- Born: Charalambos Dionisios Aliprantis May 12, 1946 Cefalonia, Greece
- Died: February 27, 2009 (aged 62)

Academic background
- Alma mater: Caltech
- Influences: Yuri Abramovich Owen Burkinshaw

Academic work
- Discipline: Functional analysis and Operator theory Mathematical economics
- Institutions: Purdue University Indiana University – Purdue University Indianapolis (IUPUI)
- Notable ideas: Banach-space and Riesz-space methods in economic theory

= Charalambos Aliprantis =

Greek-American mathematician (1946–2009)

Charalambos Dionisios Aliprantis (Χαράλαμπος Διονύσιος Αλιπράντης; May 12, 1946 – February 27, 2009) was a Greek-American economist and mathematician who introduced Banach space and Riesz space methods in economic theory.
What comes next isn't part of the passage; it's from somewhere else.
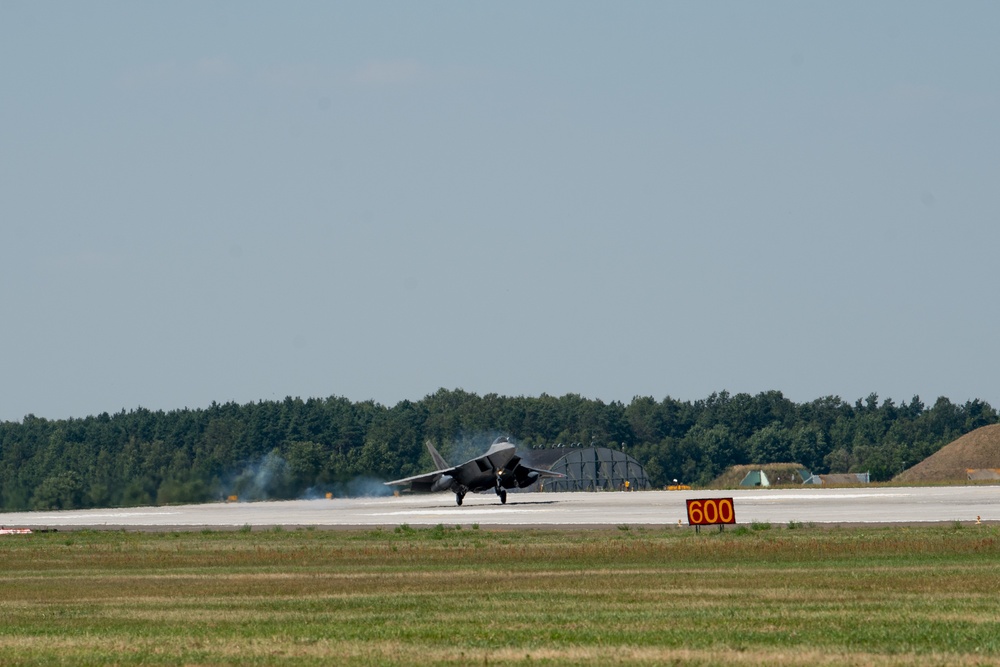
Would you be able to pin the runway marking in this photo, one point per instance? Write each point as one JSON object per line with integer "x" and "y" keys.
{"x": 450, "y": 512}
{"x": 841, "y": 496}
{"x": 114, "y": 515}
He was born in Cefalonia, Greece in 1946 and immigrated to the US in 1969, where he obtained his PhD in mathematics from Caltech in June 1973.

He was a distinguished professor of Economics and Mathematics at Purdue University. He was the founding editor of the journals Economic Theory and Annals of Finance, an Editor of Positivity and a founding member of the Society for the Advancement of Economic Theory.